Court Opinion

ID: 3551606
Source: CourtListenerOpinion
Date Created: 2016-07-05 23:04:05.802521+00
Date Added: 2024-06-11T14:23:30.976219
License: Public Domain

The deed by which William H. Gage conveyed the land to Penacook Academy contained a proviso that "said corporation and its assigns shall erect and forever maintain" a fence. By another proviso, the corporation was to build a school-house on the land within two years, and the land and buildings were never to "be devoted to any other use than a location for a school-house, teachers' house, and the necessary buildings and other purposes of an academy or public school." The words "assigns" and "academy or public school," and the general educational purpose of the grant are sufficient to show that the corporation could convey the land to the defendants for the purposes of a public school. *Page 234 
The mortgage and what was done by the mortgagees did not work a forfeiture. A foreclosure of the mortgage is not found and there is no evidence upon which it can be held as matter of law that there was a foreclosure.
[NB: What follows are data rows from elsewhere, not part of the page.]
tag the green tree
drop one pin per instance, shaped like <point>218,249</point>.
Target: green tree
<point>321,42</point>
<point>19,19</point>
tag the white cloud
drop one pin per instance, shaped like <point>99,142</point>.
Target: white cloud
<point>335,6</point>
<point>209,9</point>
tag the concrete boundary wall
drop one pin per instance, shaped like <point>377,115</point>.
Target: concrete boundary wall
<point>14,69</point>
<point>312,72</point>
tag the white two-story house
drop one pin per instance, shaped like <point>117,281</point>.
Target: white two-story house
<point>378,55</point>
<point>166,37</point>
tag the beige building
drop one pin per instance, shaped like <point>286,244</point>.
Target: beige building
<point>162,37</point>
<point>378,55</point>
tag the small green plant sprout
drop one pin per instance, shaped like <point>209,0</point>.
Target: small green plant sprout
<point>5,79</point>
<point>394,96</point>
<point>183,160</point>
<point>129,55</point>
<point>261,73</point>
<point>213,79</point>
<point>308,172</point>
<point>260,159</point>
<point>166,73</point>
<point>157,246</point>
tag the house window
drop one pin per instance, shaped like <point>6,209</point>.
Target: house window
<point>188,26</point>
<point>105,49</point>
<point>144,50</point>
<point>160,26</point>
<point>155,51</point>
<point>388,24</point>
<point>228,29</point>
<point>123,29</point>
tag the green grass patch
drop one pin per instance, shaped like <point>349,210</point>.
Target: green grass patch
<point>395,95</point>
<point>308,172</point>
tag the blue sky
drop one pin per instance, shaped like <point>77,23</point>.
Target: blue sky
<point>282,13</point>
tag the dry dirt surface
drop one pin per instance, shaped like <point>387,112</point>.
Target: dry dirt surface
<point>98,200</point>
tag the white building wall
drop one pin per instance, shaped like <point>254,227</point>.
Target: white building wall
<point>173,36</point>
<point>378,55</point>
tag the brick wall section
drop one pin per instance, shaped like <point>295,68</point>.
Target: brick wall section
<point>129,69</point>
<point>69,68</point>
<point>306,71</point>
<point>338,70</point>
The mortgagees' conveyance to the defendants may operate as a release of the mortgage; but it did not give a good title. The title passed to the defendants by the deed which the corporation gave them.  The mortgagees' acts, of which the plaintiff complains, were harmless.
The land was to revert when it ceased, for the space of two years together, "to be used for such purposes." If by "such purposes" the parties meant a school in operation, there was a forfeiture. "Such purposes" were those previously mentioned in the stipulation that the land should never "be devoted to any other use than a location for a school-house, teachers' house, and the necessary buildings and other purposes of an academy or public school." Taken literally, this does not require a school every two years; and it is not such language as would be likely to be chosen for such a requirement. If the parties had intended there should be a forfeiture when two years passed without a school on the premises, this intention would naturally have been expressed in more direct and unambiguous terms. The land was not "devoted to any other use than a location for a school-house;" and there was no abandonment or ruin. The premises remained in good condition and ready for educational use; and there is no evidence on which it can be found that the non-user was so unreasonable in duration as to defeat the purpose of the grant.
Judgment for the defendants.
CARPENTER, J., did not sit: the others concurred.